Sentí su acompañamiento ¡Estaba tocando con ellos! ¡Era uno más! Goodman me dio su aprobación con el pulgar. Las notas fluían mágicas, sin pensar. Me encontraba entre los grandes.
En un instante todo desapareció. En mis manos ya no había nada, y decepcionado volví a encontrarme delante del ángel barbudo con voz aterciopelada.

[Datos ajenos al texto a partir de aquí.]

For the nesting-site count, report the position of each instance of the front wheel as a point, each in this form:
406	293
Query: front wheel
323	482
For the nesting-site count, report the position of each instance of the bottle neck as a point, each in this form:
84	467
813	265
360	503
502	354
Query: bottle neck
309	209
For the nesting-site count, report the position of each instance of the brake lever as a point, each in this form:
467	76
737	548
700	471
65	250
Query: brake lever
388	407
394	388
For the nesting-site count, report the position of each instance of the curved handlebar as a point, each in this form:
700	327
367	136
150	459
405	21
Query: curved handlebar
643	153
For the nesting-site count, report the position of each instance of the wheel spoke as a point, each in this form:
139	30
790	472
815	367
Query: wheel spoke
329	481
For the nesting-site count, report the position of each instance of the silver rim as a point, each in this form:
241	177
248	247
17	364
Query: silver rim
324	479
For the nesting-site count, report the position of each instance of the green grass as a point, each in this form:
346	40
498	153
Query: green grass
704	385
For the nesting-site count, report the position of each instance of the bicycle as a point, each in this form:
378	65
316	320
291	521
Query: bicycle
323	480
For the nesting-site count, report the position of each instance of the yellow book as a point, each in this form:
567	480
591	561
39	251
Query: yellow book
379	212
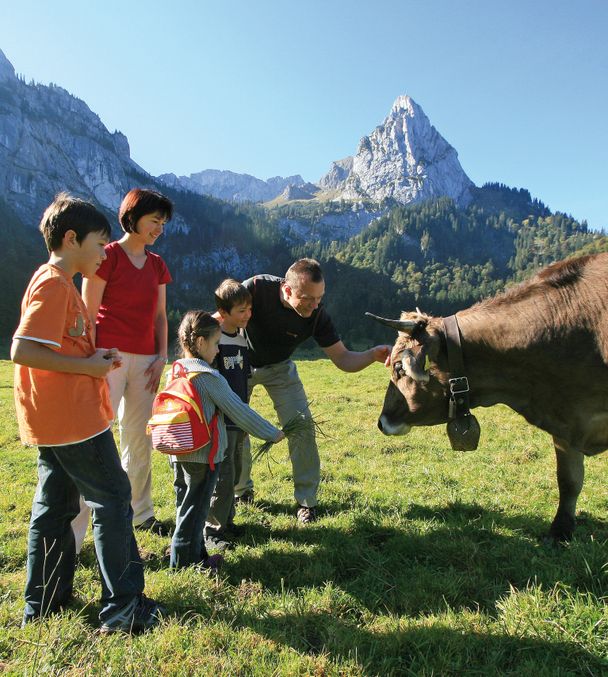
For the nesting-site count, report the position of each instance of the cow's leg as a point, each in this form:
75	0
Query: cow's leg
570	476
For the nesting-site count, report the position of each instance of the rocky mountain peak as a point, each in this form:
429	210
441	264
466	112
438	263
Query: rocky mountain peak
7	72
404	159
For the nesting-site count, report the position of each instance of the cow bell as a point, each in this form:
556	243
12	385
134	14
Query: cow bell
463	433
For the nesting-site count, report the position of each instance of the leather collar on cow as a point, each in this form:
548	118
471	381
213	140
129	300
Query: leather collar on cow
462	428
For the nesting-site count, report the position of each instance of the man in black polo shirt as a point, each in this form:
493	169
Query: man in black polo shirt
285	312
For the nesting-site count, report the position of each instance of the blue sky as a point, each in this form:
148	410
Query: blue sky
519	88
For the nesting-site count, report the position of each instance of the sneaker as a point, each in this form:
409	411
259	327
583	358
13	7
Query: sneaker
212	563
142	613
218	543
247	496
153	525
306	515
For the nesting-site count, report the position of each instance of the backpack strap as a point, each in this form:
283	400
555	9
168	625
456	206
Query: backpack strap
215	440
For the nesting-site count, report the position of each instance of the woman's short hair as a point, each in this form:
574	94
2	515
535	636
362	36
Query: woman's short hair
139	202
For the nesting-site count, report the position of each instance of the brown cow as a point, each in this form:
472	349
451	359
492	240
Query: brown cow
541	348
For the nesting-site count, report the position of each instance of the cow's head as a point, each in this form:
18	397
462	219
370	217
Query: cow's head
418	390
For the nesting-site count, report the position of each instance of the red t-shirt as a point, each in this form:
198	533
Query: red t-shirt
125	319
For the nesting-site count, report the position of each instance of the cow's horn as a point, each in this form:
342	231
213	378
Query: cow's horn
399	325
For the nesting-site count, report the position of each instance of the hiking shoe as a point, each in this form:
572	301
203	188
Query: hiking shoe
153	525
306	515
141	614
247	496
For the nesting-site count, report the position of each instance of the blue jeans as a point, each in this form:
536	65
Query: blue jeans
194	484
91	469
221	511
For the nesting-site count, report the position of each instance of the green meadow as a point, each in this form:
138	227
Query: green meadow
424	561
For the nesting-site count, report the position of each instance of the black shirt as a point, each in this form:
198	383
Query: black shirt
275	331
232	362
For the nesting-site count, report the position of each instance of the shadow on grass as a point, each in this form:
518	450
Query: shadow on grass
417	651
462	555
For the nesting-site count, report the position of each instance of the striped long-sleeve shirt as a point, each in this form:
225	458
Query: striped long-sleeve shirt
216	393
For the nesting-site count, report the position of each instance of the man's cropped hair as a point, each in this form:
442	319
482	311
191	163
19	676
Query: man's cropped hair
140	202
308	268
231	293
71	213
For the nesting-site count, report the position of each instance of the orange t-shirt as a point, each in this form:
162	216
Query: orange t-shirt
55	408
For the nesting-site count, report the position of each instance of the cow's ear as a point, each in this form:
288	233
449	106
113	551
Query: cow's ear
417	358
413	360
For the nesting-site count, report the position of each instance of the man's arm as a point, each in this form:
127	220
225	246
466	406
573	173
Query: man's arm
39	356
349	360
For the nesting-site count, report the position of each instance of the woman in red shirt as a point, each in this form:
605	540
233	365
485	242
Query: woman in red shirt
126	300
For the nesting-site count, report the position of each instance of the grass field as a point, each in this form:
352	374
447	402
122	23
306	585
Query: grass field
425	561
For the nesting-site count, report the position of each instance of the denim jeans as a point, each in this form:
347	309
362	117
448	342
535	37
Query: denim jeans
194	484
91	469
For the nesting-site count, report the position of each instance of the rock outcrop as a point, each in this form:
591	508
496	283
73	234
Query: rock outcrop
404	159
51	141
231	186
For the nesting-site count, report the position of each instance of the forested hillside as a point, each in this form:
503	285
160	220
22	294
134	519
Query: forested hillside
432	255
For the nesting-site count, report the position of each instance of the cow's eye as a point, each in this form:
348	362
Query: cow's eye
398	369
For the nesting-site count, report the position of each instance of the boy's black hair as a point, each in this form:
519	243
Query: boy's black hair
139	202
230	293
71	213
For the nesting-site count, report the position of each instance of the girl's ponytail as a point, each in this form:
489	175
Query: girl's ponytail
194	324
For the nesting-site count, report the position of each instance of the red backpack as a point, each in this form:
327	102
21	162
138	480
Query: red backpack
177	425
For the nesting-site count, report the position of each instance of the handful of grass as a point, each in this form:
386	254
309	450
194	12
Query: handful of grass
297	426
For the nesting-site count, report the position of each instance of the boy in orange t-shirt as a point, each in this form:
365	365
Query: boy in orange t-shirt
63	407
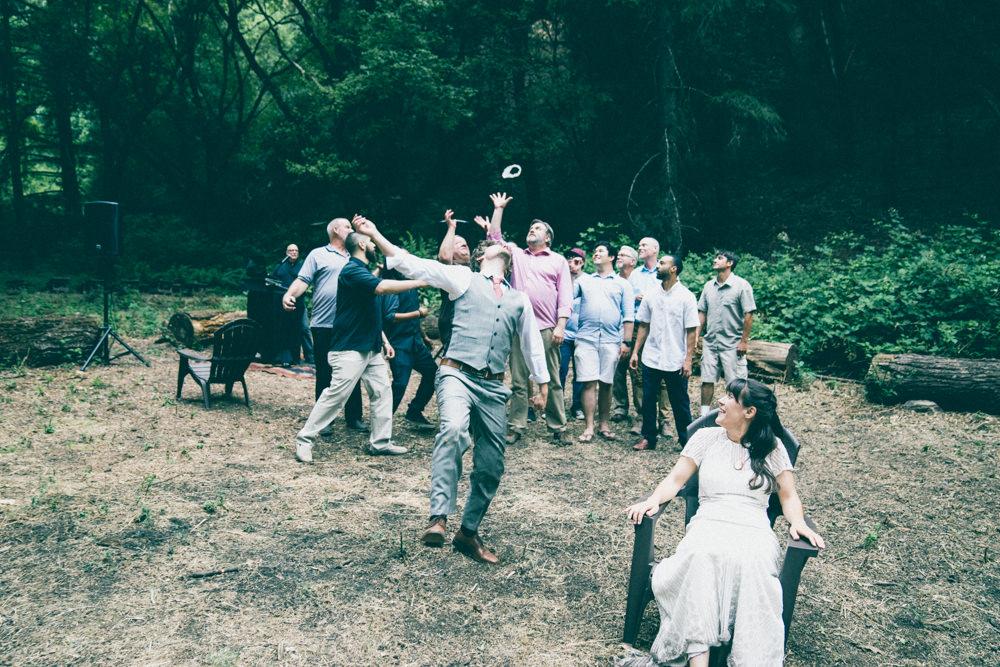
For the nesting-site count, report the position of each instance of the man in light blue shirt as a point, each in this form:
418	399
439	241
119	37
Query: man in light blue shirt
639	268
607	309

—Efectivamente ha sido un error. Por lo tanto vamos a devolverlo.
Antes de poder pensar, me encontré en algún lugar de urgencias. Una voz femenina estaba llamándome por mi nombre. En la oscuridad de mi ceguera, levanté la mano y le toqué la cara.
—¿No tienes barba?
—¡Qué cosas tiene! —Dijo la enfermera.
Al momento una voz masculina me informó de un robo del que fui víctima, y de cómo unos músicos callejeros me encontraron sangrando.
—¿No se acuerda?
—No.
—Pues es un milagro que esté vivo.
—Si —contesté desilusionado.
—¿Quiere que avisemos a alguien?
¿Alguien? Vivía solo, nadie quiso cargar con un invidente ¿Amigos? Me separé de los que confundían amistad con compasión, y justo ese fatídico día me habían despedido del trabajo. Por lo que la soledad era mi amiga y compañera ¿Y por qué avisarla si ya estaba a mi lado?
Cuando ya recuperado salí del hospital, recorrí las calles con mi inseparable bastón, triste y echando de menos aquel callejón.
En mi recorrido no presté atención ni a señales, ni a tráfico hasta que al pasar por un callejón escuché música, y era Jazz, Swing, ritmos trepidantes y magistralmente interpretados. Un hombre con la barba a medio crecer se me acercó, y con voz femenina, me dijo:
—Bienvenido.
Y los pude ver de nuevo. Gene Krupa a la batería, Louis Armstrong con la trompeta, Dexter Gordon al saxo tenor, Benny Goodman realizando maravillas con el clarinete, Glenn Miller con su trombón y el gran Duke Ellington al piano.
Mientras, en la calle, mi cuerpo yacía bajo las ruedas de un autobús.